- Directed by: Marianne Kaplan
- Written by: Merrily Weisbord
- Produced by: Marianne Kaplan Cari Green
- Starring: Gcina Mhlophe Mzwakhe Mbuli Johnny Clegg Nadine Gordimer Walter Sisulu
- Cinematography: Dewald Aukema
- Music by: Salvador Ferreras
- Production company: MSK Productions
- Distributed by: National Film Board of Canada TVOntario
- Release date: 1990;
- Running time: 54 minutes
- Country: Canada
- Language: English

= Songololo: Voices of Change =

Songololo: Voices of Change is a Canadian documentary film, directed by Marianne Kaplan and released in 1990. An examination of South Africa in the earliest days of the transition from apartheid to democracy, the film explores the power of music and art as tools of activism and social change, focusing primarily on writer Gcina Mhlophe and musician Mzwakhe Mbuli.

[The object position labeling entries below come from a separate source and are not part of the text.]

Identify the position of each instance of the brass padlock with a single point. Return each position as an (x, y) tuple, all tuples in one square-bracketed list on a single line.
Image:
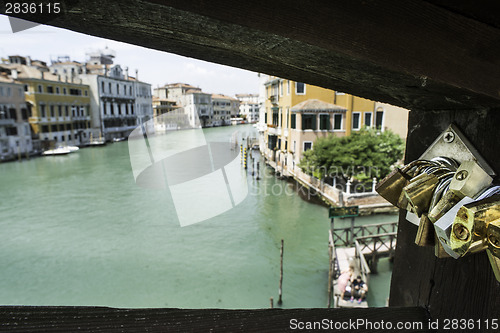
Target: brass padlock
[(391, 186), (419, 192), (439, 251), (493, 236), (470, 179), (425, 233), (444, 226), (495, 264), (471, 222)]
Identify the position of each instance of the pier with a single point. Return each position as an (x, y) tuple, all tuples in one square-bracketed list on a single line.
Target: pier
[(360, 247)]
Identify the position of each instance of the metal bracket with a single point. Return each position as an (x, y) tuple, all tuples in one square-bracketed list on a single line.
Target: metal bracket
[(453, 143)]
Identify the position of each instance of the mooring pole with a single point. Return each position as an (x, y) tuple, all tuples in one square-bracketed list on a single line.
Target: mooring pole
[(281, 274)]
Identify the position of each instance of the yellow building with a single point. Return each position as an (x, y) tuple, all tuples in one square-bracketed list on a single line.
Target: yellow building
[(296, 114), (59, 109)]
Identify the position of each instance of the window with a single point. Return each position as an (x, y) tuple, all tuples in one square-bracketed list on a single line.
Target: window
[(379, 119), (42, 111), (368, 119), (324, 122), (355, 120), (300, 88), (337, 122), (308, 121), (275, 117)]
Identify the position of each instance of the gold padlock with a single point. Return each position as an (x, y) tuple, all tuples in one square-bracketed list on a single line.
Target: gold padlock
[(468, 233), (449, 199), (419, 192), (493, 236), (495, 264), (425, 233), (391, 186)]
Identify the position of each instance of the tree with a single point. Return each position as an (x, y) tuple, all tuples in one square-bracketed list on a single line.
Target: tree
[(364, 154)]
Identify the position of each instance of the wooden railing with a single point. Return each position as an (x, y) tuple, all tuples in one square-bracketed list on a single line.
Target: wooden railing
[(345, 236)]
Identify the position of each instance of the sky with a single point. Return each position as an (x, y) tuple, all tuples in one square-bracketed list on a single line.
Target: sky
[(155, 67)]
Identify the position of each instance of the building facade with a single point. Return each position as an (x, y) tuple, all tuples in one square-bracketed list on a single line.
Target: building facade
[(15, 132), (249, 107), (119, 102), (59, 108), (224, 107), (295, 114)]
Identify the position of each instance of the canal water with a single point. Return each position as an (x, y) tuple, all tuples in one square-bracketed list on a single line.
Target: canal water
[(77, 230)]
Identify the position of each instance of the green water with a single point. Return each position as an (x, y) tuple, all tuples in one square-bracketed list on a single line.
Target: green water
[(77, 230)]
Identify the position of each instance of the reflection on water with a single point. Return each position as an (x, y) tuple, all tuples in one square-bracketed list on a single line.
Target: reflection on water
[(76, 230)]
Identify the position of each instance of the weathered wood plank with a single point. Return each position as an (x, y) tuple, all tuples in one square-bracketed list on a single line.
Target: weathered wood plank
[(449, 288), (411, 53), (100, 319)]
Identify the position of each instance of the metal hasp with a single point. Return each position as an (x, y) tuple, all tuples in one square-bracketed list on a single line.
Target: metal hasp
[(453, 143)]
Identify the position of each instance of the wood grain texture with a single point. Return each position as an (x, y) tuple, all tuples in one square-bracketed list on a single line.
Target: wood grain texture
[(412, 54), (448, 288), (99, 319)]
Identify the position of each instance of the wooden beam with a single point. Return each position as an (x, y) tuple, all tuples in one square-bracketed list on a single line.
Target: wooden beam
[(100, 319), (413, 54), (449, 288)]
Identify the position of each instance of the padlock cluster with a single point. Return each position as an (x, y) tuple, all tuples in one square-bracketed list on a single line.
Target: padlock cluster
[(455, 205)]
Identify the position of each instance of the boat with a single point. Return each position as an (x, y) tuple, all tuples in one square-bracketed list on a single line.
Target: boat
[(57, 151), (96, 142)]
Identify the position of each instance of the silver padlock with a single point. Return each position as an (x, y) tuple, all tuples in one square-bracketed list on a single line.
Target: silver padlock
[(470, 179)]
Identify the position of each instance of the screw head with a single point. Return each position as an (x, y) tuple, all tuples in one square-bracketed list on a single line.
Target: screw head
[(461, 231), (448, 137), (494, 241), (461, 175)]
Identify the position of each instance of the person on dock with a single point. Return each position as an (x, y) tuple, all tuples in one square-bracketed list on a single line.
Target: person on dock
[(359, 289), (344, 281)]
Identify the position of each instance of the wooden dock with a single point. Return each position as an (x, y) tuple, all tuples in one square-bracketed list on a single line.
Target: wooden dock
[(359, 247)]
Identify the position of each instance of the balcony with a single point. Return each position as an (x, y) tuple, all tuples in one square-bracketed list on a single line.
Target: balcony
[(4, 122), (274, 99)]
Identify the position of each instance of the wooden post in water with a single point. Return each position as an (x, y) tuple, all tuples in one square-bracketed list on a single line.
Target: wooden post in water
[(330, 276), (281, 274), (351, 239)]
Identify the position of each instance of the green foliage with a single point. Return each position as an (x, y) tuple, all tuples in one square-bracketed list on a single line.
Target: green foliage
[(363, 155)]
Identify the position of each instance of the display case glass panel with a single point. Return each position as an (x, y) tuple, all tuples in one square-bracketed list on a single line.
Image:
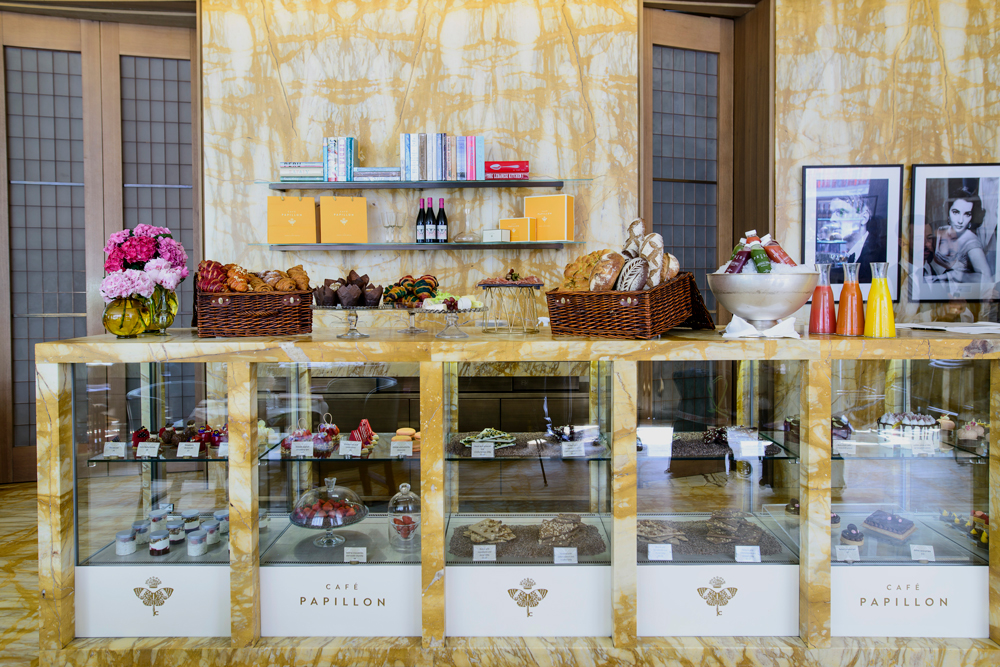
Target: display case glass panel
[(910, 486), (151, 471), (528, 498), (339, 498), (718, 485)]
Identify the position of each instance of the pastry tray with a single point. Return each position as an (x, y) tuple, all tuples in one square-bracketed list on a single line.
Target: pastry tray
[(456, 522), (787, 556)]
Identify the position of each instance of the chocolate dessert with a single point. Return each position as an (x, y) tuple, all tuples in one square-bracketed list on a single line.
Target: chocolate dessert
[(890, 525)]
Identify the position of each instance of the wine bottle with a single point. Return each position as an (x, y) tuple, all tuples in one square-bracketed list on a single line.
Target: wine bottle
[(442, 223), (421, 226), (431, 234)]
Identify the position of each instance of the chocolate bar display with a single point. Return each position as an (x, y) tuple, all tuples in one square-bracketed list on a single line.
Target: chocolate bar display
[(890, 525)]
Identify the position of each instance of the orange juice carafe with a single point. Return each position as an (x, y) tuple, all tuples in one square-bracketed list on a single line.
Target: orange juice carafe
[(851, 316), (879, 320)]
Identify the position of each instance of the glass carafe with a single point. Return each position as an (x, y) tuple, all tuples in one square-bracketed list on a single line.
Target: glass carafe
[(822, 318), (851, 316), (404, 519), (879, 319)]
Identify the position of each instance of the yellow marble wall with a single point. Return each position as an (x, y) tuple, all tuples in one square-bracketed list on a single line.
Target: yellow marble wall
[(882, 82), (550, 81)]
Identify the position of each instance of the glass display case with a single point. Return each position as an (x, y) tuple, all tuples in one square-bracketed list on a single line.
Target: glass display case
[(339, 443), (528, 498), (910, 497), (718, 484), (151, 471)]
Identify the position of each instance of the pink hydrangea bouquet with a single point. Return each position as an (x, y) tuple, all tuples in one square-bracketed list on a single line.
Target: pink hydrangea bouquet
[(126, 284), (133, 248)]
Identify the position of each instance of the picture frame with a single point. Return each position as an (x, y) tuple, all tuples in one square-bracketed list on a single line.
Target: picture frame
[(853, 213), (954, 215)]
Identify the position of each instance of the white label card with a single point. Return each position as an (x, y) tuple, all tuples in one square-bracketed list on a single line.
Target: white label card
[(350, 448), (147, 450), (848, 552), (564, 555), (401, 448), (114, 449), (355, 554), (302, 448), (482, 450), (846, 447), (187, 449), (660, 552), (484, 552)]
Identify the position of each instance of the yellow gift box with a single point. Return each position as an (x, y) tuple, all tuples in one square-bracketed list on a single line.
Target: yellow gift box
[(291, 220), (521, 229), (553, 216), (343, 220)]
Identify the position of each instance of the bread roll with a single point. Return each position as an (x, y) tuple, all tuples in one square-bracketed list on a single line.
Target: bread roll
[(606, 271)]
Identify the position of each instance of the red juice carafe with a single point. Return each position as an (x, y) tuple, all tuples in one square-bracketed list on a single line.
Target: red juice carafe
[(822, 318)]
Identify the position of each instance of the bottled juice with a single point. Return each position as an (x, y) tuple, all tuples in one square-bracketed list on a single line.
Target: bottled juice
[(822, 318), (851, 316), (879, 319)]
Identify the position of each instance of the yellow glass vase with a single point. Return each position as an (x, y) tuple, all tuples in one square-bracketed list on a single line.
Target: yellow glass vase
[(126, 318)]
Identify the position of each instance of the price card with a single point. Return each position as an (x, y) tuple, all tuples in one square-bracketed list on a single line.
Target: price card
[(147, 450), (302, 449), (482, 450), (747, 554), (846, 447), (355, 554), (350, 448), (401, 448), (114, 450), (848, 552), (564, 555), (187, 450), (660, 552), (484, 552)]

The film received selected theatrical screenings in Canada in October 1990, before having its television premiere on TVOntario and Knowledge Network in November. Its broadcast on TVOntario was as an episode of the network's documentary series Human Edge.

The film was a Genie Award nominee for Best Short Documentary Film at the 12th Genie Awards in 1991.